Figura 60 – Ensaio esclerométrico (amostra 4.2)
Considerando que o número de ensaios realizados se processou numa única zona, onde foi extraído o provete, nas fichas de relatório de ensaio (exemplo em anexo) simulou-se os dois métodos adoptando para resistência à compressão in situ característica o menor dos valores obtidos.

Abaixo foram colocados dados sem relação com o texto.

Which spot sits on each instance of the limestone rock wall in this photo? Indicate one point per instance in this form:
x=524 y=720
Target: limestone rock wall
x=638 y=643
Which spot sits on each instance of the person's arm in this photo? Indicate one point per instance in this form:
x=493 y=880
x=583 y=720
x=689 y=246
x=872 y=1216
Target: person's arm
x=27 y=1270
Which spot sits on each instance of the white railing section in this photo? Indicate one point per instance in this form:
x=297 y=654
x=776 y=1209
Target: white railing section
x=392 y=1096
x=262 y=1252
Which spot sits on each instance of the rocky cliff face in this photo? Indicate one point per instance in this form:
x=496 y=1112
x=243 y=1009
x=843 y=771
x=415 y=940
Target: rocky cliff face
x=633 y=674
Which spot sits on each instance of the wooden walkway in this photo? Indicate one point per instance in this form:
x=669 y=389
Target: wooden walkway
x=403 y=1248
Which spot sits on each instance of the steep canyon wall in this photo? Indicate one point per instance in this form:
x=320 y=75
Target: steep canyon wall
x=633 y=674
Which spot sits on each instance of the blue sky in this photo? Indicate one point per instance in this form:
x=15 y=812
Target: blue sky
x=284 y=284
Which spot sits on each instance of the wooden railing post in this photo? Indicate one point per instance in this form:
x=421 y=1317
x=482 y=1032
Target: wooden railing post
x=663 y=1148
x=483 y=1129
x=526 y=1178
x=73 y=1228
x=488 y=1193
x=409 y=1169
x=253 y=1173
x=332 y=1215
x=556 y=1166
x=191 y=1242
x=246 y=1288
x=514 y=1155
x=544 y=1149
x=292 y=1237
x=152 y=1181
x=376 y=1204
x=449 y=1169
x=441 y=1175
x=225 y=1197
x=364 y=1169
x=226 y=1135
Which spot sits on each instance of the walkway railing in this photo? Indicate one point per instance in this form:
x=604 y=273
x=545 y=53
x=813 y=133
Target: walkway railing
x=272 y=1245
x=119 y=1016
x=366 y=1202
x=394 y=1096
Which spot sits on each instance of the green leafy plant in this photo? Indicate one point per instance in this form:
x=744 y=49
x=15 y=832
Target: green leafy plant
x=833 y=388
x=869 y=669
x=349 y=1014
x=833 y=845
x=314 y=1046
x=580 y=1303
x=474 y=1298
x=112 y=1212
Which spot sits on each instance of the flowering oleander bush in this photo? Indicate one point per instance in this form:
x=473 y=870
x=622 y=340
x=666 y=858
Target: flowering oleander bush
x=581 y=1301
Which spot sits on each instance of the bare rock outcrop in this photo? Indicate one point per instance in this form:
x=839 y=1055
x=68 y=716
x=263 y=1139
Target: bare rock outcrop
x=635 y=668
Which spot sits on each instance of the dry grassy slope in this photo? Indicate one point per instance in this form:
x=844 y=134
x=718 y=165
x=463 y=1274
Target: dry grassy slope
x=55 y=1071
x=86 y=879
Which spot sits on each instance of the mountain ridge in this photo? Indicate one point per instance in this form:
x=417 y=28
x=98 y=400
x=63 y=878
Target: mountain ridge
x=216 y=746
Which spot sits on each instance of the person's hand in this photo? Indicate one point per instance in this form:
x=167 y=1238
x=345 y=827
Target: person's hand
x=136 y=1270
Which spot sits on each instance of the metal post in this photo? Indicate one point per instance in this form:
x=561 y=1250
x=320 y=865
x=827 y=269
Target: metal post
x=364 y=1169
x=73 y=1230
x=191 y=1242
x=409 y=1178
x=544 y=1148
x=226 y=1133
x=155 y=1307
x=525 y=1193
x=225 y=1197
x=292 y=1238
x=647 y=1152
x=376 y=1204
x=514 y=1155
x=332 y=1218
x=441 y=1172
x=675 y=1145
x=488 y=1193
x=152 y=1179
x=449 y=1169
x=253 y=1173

3. Assinaladas as armaduras na primeira acção procedeu-se à montagem da carotadora (figura 61 b), com coroa de 52 mm na zona a perfurar, onde não houvesse armaduras. Com movimento lento auxiliado pela rotação do manípulo de comando efectuou-se a perfuração até obter a profundidade de 60 mm controlada pela régua e indicador instalado na máquina. Após a extracção do provete pulveriza-se a sua superfície com a solução alcoólica de fenolftaleína (figura 61 a). Sabendo-se que esta é um indicador ácido-base com intervalo de viragem de pH entre 8,2 a 9,8, variando a tonalidade de incolor (ácido) a violeta (base), permite a leitura da profundidade de carbonatação. Obtêm-se assim a leitura, na craveira em mm, de um valor médio da frente carbonatada (figura 61 c).
(a) (b) (c)
Figura 61 – (a) Solução de fenolftaleína, pulverizador e craveira, (b) Acção de purfuração, carotadora, (c) Medição da profundidade de carbonatação (amostra 33.1)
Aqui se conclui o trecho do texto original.